Она выпрямляется и кладет ладонь на мою руку.
– Ты ведь рада, что выходишь замуж за Льюиса? Да, знаю, я отпускаю шутки насчет того, что хочу выйти замуж из-за денег и все такое, но ты же понимаешь, что я думаю на самом деле. Выходить замуж нужно только по любви. И ты любишь своего жениха, да?
– Конечно, люблю, – с легкостью, порожденной длительной практикой, отвечаю я. Не знаю, кого я пытаюсь убедить, Шарлотту или саму себя.
– Просто он хочет сыграть свадьбу уже так давно, а ты до недавнего времени всегда говорила «нет».
– Обстоятельства меняются, Шарлотта. И люди тоже.
– Да, наверное. Вот только…
– Шарлотта, если ты хочешь что-то сказать, то говори.
Она снова выпрямляется и ставит бокал на столик из светлой древесины ясеня. Затем берет обе мои руки в свои и крепко сжимает.
– Просто мне кажется, что ты не выглядишь как невеста, которая безумно влюблена в жениха.

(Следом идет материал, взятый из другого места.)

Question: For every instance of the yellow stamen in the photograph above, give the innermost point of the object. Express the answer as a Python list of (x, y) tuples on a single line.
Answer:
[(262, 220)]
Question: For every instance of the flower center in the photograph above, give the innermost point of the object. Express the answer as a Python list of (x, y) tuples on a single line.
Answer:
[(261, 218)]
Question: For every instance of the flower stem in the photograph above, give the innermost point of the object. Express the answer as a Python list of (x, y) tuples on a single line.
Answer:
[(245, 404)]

– О, Шарлотта, мы же с тобой не какие-то глупые девчонки…
– Нет, но послушай, я ведь знаю, какой у тебя становится вид, когда ты влюблена, Лили, потому что однажды уже видела тебя такой, а сейчас ты совсем не такая. – Она улыбается мне и добавляет: – Я никогда не видела, чтобы какая-нибудь девушка была так невероятно красива, как была ты, когда вы с Брэмом были вместе!
Я стараюсь говорить спокойно, но избегаю смотреть ей в глаза.

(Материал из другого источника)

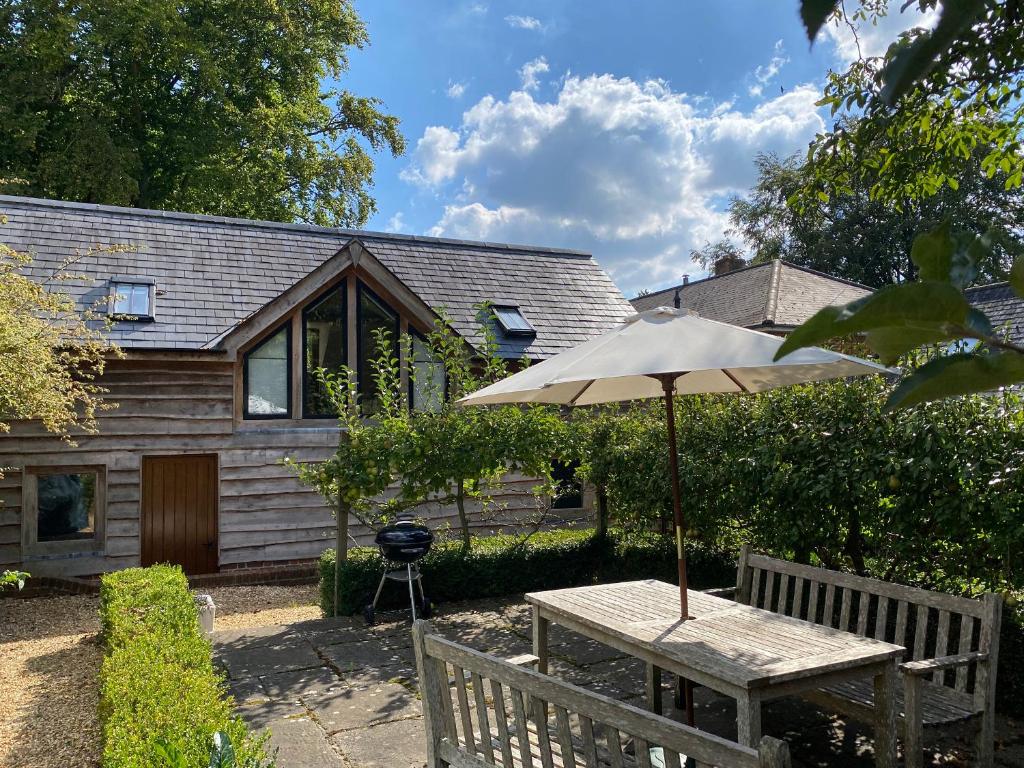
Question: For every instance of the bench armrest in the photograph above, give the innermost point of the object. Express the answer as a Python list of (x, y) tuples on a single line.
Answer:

– Это было давно, Шарлотта. С тех пор все изменилось.
– Неужели? Ты в самом деле хочешь сказать, что, если бы он сейчас вошел в эту дверь, ты бы не преобразилась и не посмотрела на него влюбленными глазами? Потому что, если честно, я думаю, ты все еще влюблена в него, а то, что ты чувствуешь к Льюису, это совсем не то. Скажи, я права?

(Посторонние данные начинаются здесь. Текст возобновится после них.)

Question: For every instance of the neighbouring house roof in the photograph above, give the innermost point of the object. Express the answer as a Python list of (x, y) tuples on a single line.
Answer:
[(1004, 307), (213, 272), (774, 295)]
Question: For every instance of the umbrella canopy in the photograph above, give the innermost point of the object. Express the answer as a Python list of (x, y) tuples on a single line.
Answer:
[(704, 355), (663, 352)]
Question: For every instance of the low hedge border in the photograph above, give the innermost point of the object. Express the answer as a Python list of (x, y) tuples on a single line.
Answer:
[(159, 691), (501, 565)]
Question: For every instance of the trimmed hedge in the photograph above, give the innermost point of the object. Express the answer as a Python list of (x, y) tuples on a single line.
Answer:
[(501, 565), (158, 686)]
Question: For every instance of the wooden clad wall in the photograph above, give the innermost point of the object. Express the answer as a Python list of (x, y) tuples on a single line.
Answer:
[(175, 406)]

– Возможно, – говорю я. – Но разве выйти замуж за Льюиса – это не более… разумно?
Шарлотта отпускает мои пальцы и всплескивает руками.
– Брось, Лили! Мы ведь беседуем о любви – так при чем же здесь разум?
Я не говорю ничего, ибо что я могу сказать? Я не могу сказать Шарлотте, что перед тем роковым налетом цеппелина я и сама решила разыскать Брэма и признаться ему, что я его по-прежнему люблю, потому что любовь – это самое важное в жизни. Я не могу сказать ей, что потом все изменилось. Потому что, увидев, на что был готов старый граф, и вполне осознав, что должна делать я, чтобы выполнять обязанности Верховной Ведьмы нашего клана, я пришла к выводу, что меня сможет до конца понять только другой волшебник. Что нельзя любить неволшебника и быть любимой им, потому что он никогда не сможет понять, какая опасность меня окружает, и принять то, что я постоянно должна быть настороже. А Льюис все это понимает и принимает, потому что у нас с ним один путь. Даже если бы я разыскала Брэма, даже если бы он меня простил, даже если бы я была ему все еще нужна, это было бы неправильно. Это было бы несправедливо и жестоко. Нет, лучше мне больше никогда его не видеть. Выйти замуж за Льюиса будет правильно, какой бы неромантичной ни считала меня Шарлотта. Это будет разумно.